Des conflits qui font mal

La guerre civile a provoqué des ravages dans l'économie. Le niveau de production de l'agriculture vivrière a diminué de près de 60 % entre 1994 et 1996. Dans les villes, l'emploi a diminué de moitié, en bonne partie à cause de la perte des marchés extérieurs. Plus de 100 000 personnes vivent encore sous la tente dans des camps de réfugiés internes et 185 000 réfugiés se retrouvent principalement en Tanzanie et au Congo.

À cause de la politique, de l'argent ou du vote ethnique?

« Le problème burundais est foncièrement un problème politique qui a pris de telles proportions ethniques que c'en est devenu un problème ethnique, estime Eugène Nindorera. Aujourd'hui des Hutus meurent uniquement parce qu'ils sont Hutus, des Tutsis meurent uniquement parce qu'ils sont Tutsis. Il n'existe pas d'antagonismes profonds entre les deux. L'antagonisme, c'est la gestion du pouvoir. »

Le terrain d'entente se trouvera-t-il à Arusha, cette ville de Tanzanie où se déroulent depuis juin 1998 des négociations pour recouvrer la paix au Burundi? Outre une réforme du système judiciaire et de sa gestion pour lutter contre l'impunité, trois autres enjeux ont été identifiés:

- réformes permettant à la population d'élire ses dirigeants tout en préservant la minorité contre les risques d'une domination revancharde et discriminatoire;

« Certaines personnes proposent de créer un système électoral où toutes les ethnies seraient représentées, observe Eugène Nindorera. On peut le faire, mais cela peut être dangereux. Si l'élection se fait sur une base ethnique, le nouvel élu ne doit pas être perçu comme un représentant de son ethnie. Ce serait la catastrophe. Il doit représenter toute la population. »

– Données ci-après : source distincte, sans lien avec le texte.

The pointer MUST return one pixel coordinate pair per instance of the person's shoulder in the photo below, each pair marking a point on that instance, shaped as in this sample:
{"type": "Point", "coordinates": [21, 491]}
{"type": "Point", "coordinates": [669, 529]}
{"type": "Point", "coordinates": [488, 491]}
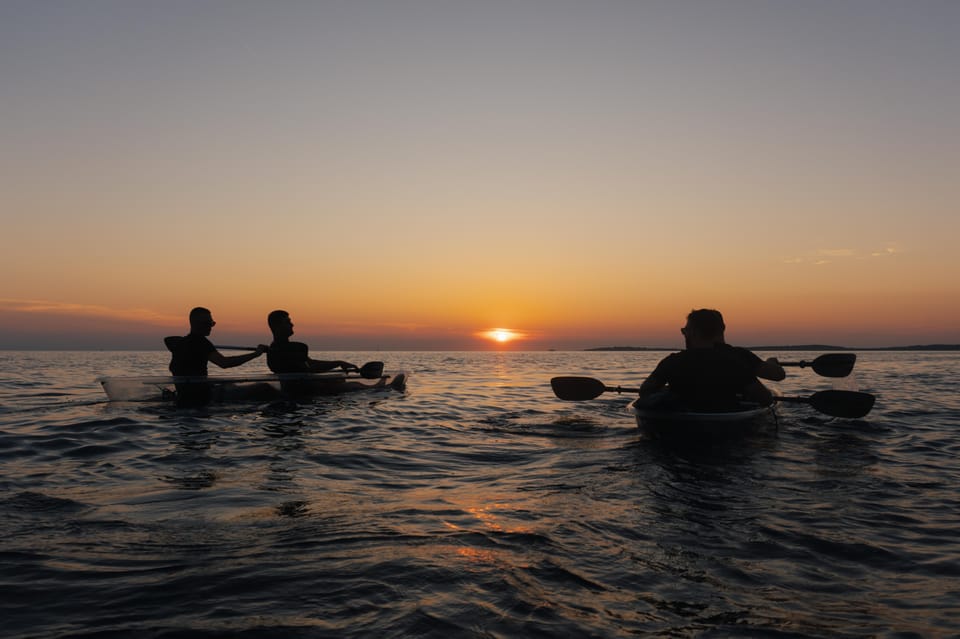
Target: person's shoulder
{"type": "Point", "coordinates": [742, 352]}
{"type": "Point", "coordinates": [196, 341]}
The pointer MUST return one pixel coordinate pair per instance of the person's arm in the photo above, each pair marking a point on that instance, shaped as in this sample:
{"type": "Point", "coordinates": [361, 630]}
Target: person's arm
{"type": "Point", "coordinates": [322, 366]}
{"type": "Point", "coordinates": [771, 369]}
{"type": "Point", "coordinates": [224, 361]}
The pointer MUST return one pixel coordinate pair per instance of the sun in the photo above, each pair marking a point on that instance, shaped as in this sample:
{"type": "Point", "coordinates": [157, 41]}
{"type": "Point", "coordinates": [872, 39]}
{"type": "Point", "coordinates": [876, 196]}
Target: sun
{"type": "Point", "coordinates": [501, 335]}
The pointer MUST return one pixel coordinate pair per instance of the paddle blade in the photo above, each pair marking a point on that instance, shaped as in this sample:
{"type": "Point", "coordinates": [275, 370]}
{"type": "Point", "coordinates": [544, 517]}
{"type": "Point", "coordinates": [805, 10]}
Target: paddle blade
{"type": "Point", "coordinates": [577, 389]}
{"type": "Point", "coordinates": [834, 364]}
{"type": "Point", "coordinates": [371, 370]}
{"type": "Point", "coordinates": [846, 404]}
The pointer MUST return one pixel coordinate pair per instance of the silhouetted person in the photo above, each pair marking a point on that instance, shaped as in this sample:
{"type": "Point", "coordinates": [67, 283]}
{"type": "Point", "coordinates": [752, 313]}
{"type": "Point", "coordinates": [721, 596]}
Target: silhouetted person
{"type": "Point", "coordinates": [710, 374]}
{"type": "Point", "coordinates": [191, 353]}
{"type": "Point", "coordinates": [285, 356]}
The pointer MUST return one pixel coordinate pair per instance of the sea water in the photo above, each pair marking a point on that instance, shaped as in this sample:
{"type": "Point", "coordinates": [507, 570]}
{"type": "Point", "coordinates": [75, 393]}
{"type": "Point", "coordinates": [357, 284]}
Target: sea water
{"type": "Point", "coordinates": [476, 504]}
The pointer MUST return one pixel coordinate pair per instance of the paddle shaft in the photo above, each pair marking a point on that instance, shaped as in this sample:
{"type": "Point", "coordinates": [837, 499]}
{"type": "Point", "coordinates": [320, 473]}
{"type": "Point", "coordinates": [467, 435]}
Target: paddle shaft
{"type": "Point", "coordinates": [837, 403]}
{"type": "Point", "coordinates": [829, 365]}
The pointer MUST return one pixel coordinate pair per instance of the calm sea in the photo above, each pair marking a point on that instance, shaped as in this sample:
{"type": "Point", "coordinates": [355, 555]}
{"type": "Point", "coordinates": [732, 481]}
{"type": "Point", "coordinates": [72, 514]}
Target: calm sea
{"type": "Point", "coordinates": [474, 505]}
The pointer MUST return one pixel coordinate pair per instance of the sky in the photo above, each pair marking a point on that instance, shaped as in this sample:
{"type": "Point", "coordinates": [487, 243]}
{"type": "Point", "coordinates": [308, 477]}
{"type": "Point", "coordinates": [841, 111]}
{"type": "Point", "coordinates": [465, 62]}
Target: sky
{"type": "Point", "coordinates": [414, 174]}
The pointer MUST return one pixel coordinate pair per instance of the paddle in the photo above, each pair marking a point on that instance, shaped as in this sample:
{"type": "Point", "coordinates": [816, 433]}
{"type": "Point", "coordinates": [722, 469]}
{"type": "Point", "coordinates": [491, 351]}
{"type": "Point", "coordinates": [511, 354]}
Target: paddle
{"type": "Point", "coordinates": [370, 370]}
{"type": "Point", "coordinates": [847, 404]}
{"type": "Point", "coordinates": [829, 365]}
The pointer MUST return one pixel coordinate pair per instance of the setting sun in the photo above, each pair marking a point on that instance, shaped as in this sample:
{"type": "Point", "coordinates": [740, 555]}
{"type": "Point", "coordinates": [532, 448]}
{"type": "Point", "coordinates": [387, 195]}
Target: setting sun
{"type": "Point", "coordinates": [501, 335]}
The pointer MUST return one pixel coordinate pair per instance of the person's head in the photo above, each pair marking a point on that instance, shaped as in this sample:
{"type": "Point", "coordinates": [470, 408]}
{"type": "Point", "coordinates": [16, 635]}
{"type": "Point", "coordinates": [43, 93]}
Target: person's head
{"type": "Point", "coordinates": [201, 321]}
{"type": "Point", "coordinates": [280, 324]}
{"type": "Point", "coordinates": [704, 327]}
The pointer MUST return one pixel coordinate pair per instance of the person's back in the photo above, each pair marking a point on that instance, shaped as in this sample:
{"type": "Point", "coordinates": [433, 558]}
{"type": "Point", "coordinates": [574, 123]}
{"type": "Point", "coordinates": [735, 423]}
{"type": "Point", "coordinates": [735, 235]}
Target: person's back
{"type": "Point", "coordinates": [708, 379]}
{"type": "Point", "coordinates": [709, 375]}
{"type": "Point", "coordinates": [288, 357]}
{"type": "Point", "coordinates": [189, 355]}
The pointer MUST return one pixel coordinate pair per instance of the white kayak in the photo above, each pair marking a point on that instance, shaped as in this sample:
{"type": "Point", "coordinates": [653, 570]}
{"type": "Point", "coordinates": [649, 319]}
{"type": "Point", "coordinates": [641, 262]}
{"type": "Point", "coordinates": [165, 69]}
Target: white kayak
{"type": "Point", "coordinates": [263, 387]}
{"type": "Point", "coordinates": [693, 426]}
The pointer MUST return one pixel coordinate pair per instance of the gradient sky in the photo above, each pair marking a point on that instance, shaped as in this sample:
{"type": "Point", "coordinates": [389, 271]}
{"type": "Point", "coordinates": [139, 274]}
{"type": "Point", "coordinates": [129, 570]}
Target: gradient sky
{"type": "Point", "coordinates": [407, 173]}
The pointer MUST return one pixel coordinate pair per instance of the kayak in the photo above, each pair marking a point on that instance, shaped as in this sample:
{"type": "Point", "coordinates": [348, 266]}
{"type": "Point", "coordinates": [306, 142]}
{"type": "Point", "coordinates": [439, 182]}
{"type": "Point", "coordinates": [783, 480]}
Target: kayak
{"type": "Point", "coordinates": [695, 426]}
{"type": "Point", "coordinates": [229, 388]}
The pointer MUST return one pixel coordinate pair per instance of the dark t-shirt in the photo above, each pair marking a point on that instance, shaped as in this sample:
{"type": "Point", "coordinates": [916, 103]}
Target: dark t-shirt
{"type": "Point", "coordinates": [190, 355]}
{"type": "Point", "coordinates": [288, 357]}
{"type": "Point", "coordinates": [709, 378]}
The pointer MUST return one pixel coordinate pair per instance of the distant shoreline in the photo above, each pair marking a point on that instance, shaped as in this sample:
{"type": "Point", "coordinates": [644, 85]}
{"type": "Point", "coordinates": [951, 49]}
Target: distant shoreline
{"type": "Point", "coordinates": [798, 347]}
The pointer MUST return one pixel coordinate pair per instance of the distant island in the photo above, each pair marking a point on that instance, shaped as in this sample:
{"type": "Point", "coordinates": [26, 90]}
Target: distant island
{"type": "Point", "coordinates": [799, 347]}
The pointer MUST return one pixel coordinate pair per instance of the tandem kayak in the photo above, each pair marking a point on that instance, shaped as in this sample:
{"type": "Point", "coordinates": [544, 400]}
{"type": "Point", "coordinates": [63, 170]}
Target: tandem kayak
{"type": "Point", "coordinates": [696, 426]}
{"type": "Point", "coordinates": [227, 388]}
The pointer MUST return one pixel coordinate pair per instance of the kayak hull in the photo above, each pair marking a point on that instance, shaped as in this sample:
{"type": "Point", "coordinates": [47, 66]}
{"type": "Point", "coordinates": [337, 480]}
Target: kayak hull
{"type": "Point", "coordinates": [221, 389]}
{"type": "Point", "coordinates": [701, 427]}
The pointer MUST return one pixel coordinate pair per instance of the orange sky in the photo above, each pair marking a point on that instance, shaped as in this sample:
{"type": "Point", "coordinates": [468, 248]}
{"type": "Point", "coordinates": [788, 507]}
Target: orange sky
{"type": "Point", "coordinates": [408, 178]}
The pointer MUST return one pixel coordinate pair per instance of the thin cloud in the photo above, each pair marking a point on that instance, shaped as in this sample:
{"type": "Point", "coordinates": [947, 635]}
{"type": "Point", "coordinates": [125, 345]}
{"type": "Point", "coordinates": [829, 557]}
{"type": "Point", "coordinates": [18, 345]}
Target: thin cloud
{"type": "Point", "coordinates": [828, 256]}
{"type": "Point", "coordinates": [47, 307]}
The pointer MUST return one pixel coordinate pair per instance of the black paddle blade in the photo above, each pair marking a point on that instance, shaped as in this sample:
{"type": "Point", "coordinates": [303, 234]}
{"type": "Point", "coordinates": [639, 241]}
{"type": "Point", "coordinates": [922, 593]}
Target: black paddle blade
{"type": "Point", "coordinates": [371, 370]}
{"type": "Point", "coordinates": [834, 364]}
{"type": "Point", "coordinates": [846, 404]}
{"type": "Point", "coordinates": [577, 389]}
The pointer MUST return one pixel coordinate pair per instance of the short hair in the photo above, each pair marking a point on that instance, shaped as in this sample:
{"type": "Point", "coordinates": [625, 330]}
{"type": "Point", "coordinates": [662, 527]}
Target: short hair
{"type": "Point", "coordinates": [198, 314]}
{"type": "Point", "coordinates": [275, 317]}
{"type": "Point", "coordinates": [707, 322]}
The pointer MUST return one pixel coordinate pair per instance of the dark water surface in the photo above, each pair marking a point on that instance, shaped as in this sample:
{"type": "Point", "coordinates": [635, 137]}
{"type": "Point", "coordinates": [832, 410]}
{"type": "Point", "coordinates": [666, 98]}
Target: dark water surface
{"type": "Point", "coordinates": [474, 505]}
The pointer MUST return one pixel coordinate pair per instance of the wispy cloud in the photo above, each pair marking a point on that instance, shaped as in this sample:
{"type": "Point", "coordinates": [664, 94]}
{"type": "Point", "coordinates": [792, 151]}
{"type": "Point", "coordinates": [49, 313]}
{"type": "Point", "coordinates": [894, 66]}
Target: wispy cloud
{"type": "Point", "coordinates": [831, 255]}
{"type": "Point", "coordinates": [48, 307]}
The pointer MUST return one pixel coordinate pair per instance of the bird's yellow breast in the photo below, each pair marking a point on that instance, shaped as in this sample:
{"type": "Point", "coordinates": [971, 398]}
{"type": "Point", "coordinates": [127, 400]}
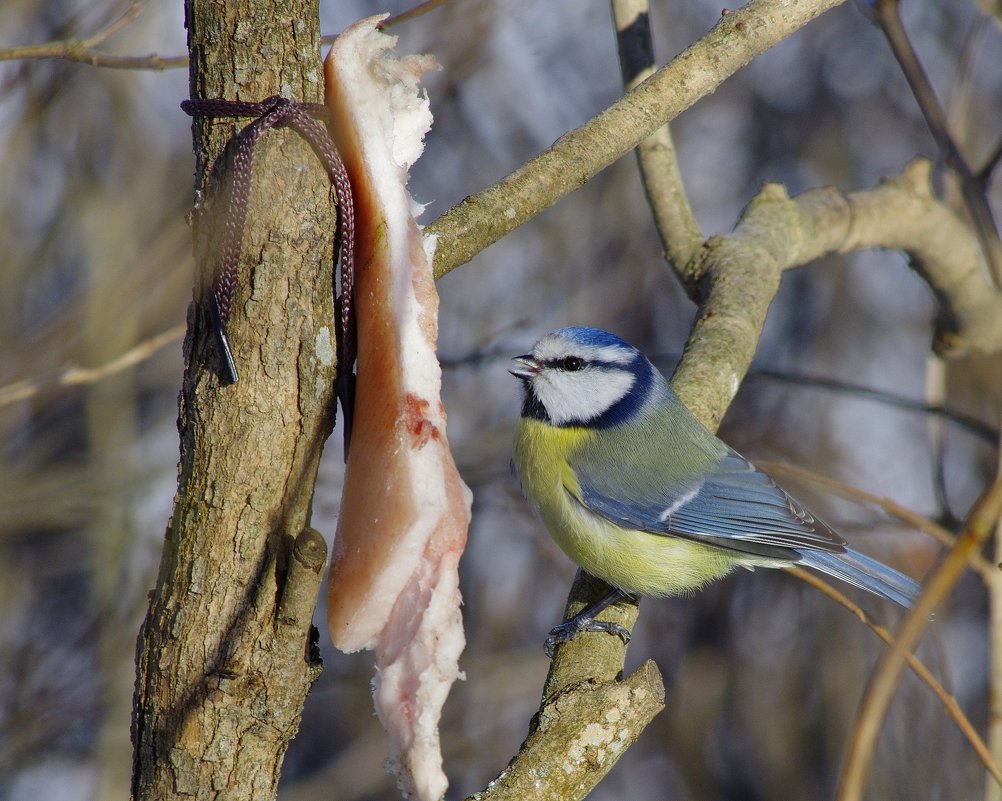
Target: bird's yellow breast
{"type": "Point", "coordinates": [637, 561]}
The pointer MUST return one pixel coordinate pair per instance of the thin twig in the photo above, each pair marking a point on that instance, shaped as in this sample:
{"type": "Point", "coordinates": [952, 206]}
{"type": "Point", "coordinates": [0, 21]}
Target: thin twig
{"type": "Point", "coordinates": [972, 187]}
{"type": "Point", "coordinates": [676, 226]}
{"type": "Point", "coordinates": [77, 376]}
{"type": "Point", "coordinates": [993, 792]}
{"type": "Point", "coordinates": [877, 698]}
{"type": "Point", "coordinates": [83, 50]}
{"type": "Point", "coordinates": [979, 563]}
{"type": "Point", "coordinates": [950, 704]}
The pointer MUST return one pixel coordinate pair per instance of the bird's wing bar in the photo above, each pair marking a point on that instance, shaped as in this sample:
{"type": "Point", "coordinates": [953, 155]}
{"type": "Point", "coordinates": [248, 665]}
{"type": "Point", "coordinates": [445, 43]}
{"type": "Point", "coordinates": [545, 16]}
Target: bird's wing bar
{"type": "Point", "coordinates": [734, 505]}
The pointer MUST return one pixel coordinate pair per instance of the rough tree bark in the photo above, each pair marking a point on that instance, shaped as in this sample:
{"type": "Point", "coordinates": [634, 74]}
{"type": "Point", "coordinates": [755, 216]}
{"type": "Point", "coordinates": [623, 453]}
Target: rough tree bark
{"type": "Point", "coordinates": [224, 654]}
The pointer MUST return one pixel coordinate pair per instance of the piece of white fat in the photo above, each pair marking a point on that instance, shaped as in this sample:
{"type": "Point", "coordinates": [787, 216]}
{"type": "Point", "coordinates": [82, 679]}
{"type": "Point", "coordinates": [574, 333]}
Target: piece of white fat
{"type": "Point", "coordinates": [405, 510]}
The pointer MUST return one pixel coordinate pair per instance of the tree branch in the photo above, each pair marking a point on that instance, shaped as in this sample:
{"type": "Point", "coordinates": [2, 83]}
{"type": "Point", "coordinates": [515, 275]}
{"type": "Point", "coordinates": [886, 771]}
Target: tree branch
{"type": "Point", "coordinates": [224, 657]}
{"type": "Point", "coordinates": [483, 219]}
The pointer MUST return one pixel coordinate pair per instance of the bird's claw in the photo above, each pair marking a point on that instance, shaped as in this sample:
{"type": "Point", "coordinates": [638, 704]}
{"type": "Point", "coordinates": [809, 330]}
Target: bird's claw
{"type": "Point", "coordinates": [566, 632]}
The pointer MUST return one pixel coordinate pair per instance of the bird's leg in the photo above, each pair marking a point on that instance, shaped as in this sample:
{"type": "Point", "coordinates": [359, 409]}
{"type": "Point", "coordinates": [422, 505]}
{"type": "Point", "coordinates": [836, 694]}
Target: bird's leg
{"type": "Point", "coordinates": [585, 622]}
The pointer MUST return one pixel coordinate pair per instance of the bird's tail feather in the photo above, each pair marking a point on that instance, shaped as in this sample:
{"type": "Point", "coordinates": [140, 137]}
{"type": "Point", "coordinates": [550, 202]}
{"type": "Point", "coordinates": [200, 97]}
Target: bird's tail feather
{"type": "Point", "coordinates": [864, 572]}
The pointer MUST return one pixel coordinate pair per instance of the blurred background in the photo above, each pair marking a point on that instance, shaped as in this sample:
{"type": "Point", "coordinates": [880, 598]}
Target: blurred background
{"type": "Point", "coordinates": [764, 674]}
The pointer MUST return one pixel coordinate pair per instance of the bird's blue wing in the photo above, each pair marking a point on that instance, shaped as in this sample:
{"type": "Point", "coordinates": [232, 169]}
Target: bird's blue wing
{"type": "Point", "coordinates": [729, 503]}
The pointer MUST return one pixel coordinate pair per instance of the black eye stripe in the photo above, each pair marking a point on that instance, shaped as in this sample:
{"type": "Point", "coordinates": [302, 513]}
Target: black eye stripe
{"type": "Point", "coordinates": [569, 363]}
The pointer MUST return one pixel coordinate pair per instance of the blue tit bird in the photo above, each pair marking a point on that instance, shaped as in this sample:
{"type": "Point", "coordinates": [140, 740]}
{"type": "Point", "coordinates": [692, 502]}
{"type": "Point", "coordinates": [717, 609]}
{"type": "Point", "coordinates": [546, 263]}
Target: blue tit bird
{"type": "Point", "coordinates": [640, 494]}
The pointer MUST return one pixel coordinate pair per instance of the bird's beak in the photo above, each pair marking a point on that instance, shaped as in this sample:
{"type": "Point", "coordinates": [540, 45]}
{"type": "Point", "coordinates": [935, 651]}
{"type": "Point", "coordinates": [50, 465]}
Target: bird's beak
{"type": "Point", "coordinates": [527, 367]}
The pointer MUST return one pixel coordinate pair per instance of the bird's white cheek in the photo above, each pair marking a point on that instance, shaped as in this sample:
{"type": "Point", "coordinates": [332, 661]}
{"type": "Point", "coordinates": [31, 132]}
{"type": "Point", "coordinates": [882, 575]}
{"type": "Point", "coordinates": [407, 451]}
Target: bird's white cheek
{"type": "Point", "coordinates": [570, 397]}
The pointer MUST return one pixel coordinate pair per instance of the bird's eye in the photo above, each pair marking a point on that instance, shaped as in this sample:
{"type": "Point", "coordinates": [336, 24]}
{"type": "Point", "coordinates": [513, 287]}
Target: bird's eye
{"type": "Point", "coordinates": [572, 364]}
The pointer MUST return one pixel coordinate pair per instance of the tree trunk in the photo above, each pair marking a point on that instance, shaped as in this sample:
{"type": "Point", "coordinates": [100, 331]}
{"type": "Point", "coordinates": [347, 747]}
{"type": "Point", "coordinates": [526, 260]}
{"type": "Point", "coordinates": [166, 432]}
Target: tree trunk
{"type": "Point", "coordinates": [224, 655]}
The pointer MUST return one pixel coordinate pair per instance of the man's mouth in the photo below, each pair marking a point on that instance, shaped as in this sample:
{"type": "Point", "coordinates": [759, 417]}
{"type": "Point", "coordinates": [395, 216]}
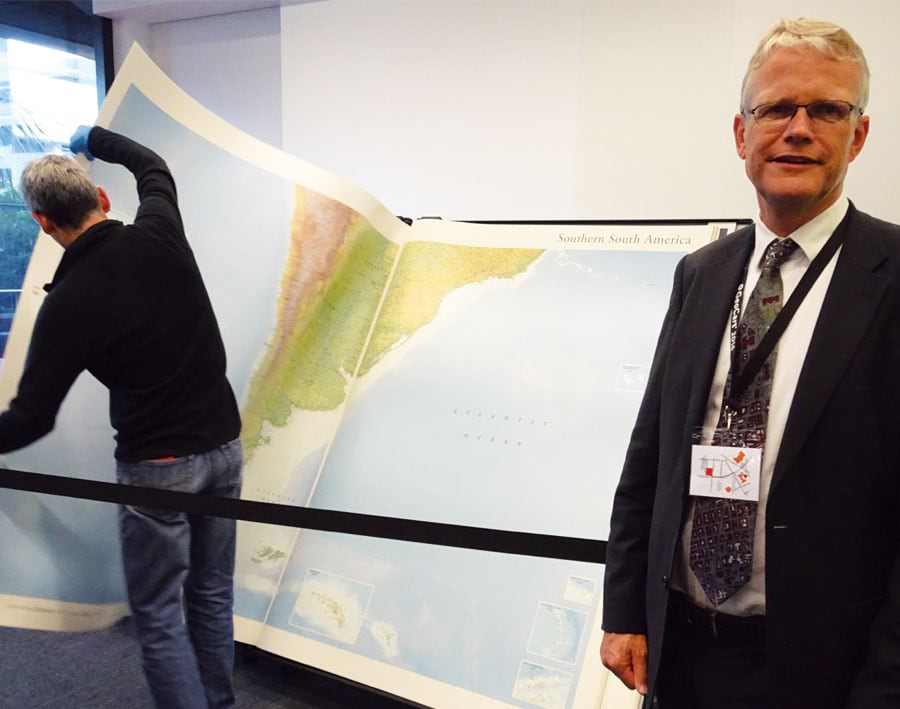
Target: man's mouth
{"type": "Point", "coordinates": [794, 160]}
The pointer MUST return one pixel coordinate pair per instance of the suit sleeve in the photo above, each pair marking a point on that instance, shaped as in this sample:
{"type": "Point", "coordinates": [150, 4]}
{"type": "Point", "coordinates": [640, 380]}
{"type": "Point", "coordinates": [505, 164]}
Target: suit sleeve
{"type": "Point", "coordinates": [625, 581]}
{"type": "Point", "coordinates": [877, 683]}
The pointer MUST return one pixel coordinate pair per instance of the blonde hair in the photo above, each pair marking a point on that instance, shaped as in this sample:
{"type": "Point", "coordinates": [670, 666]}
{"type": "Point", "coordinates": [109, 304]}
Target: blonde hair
{"type": "Point", "coordinates": [830, 39]}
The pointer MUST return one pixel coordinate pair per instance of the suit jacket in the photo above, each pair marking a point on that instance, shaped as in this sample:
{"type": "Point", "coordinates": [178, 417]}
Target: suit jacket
{"type": "Point", "coordinates": [833, 516]}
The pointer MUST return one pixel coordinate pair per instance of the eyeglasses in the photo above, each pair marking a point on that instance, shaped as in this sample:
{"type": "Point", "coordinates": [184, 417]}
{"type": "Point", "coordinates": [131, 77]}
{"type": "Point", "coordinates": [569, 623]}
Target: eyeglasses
{"type": "Point", "coordinates": [823, 110]}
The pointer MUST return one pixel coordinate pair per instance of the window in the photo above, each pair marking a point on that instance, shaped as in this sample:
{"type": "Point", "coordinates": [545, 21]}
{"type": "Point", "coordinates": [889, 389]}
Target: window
{"type": "Point", "coordinates": [54, 64]}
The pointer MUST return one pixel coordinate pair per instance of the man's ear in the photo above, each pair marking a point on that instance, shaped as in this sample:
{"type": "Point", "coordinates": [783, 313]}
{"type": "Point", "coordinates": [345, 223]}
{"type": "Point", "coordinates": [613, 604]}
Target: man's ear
{"type": "Point", "coordinates": [104, 200]}
{"type": "Point", "coordinates": [739, 139]}
{"type": "Point", "coordinates": [47, 225]}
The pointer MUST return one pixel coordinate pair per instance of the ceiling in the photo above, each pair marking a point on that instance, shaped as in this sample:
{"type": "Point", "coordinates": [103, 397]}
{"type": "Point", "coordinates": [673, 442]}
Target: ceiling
{"type": "Point", "coordinates": [153, 11]}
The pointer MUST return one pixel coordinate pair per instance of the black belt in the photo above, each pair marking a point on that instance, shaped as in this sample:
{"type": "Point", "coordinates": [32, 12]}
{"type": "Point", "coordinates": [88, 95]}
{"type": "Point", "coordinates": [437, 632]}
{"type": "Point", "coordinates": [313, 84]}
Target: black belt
{"type": "Point", "coordinates": [713, 624]}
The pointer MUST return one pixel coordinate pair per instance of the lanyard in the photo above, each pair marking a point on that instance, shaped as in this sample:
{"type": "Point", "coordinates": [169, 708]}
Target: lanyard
{"type": "Point", "coordinates": [773, 334]}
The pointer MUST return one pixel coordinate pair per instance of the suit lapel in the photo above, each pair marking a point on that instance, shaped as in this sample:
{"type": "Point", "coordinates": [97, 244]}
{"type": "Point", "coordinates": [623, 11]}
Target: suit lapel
{"type": "Point", "coordinates": [714, 302]}
{"type": "Point", "coordinates": [851, 302]}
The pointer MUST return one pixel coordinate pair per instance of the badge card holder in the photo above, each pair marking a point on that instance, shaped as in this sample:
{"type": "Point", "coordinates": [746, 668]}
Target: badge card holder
{"type": "Point", "coordinates": [726, 463]}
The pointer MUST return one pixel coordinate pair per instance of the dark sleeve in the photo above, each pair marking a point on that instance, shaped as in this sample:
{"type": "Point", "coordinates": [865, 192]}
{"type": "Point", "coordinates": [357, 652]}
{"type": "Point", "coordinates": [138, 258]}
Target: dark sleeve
{"type": "Point", "coordinates": [625, 579]}
{"type": "Point", "coordinates": [158, 209]}
{"type": "Point", "coordinates": [56, 357]}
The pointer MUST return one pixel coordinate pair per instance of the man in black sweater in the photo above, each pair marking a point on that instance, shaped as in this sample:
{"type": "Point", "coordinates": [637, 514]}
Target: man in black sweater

- la réforme des forces armées, garantissant l'intégration graduelle d'un contingent des forces rebelles dans l'armée;

« Si on intègre les gens de la rébellion à l'armée, craint le ministre des Droits de la personne, on risque d'avoir deux armées. Des militaires ne méritent pas d'être dans l'armée. Ils tuent des innocents, des femmes et des enfants. Qu'on les congédie. Ce n'est pas en y ajoutant des rebelles qui tuent aussi des innocents que l'on résoudra le problème. On aura au contraire créé une crise à grande échelle. »

- un plan de redressement de l'économie et de relance du développement.

« Faudrait pas attendre que le sang coule encore davantage avant de parler du problème de régionalisme, avertit Eugène Nindorera. Il y a une mauvaise gestion. Certaines régions ne disposent d'aucune route et les infrastructures scolaires sont très déficientes. Les ressources sont mal réparties entre les régions. Dans les plus pauvres, Hutus et Tutsis sont solidaires dans le malheur. »

La plupart des études statistiques démontre un partage de la misère à peu près équitable entre Hutus et Tutsis, constate Pierre Beaudet. Selon l'UNICEF, le secteur rural compte 92 % de la population et contribue pour 56 % du PIB, mais ne reçoit que 16 % des investissements fixes et 3 % des dépenses courantes de l'État. Une fois le problème ethnique résolu, il ne faudrait pas se retrouver avec un conflit entre régions. (A.G.)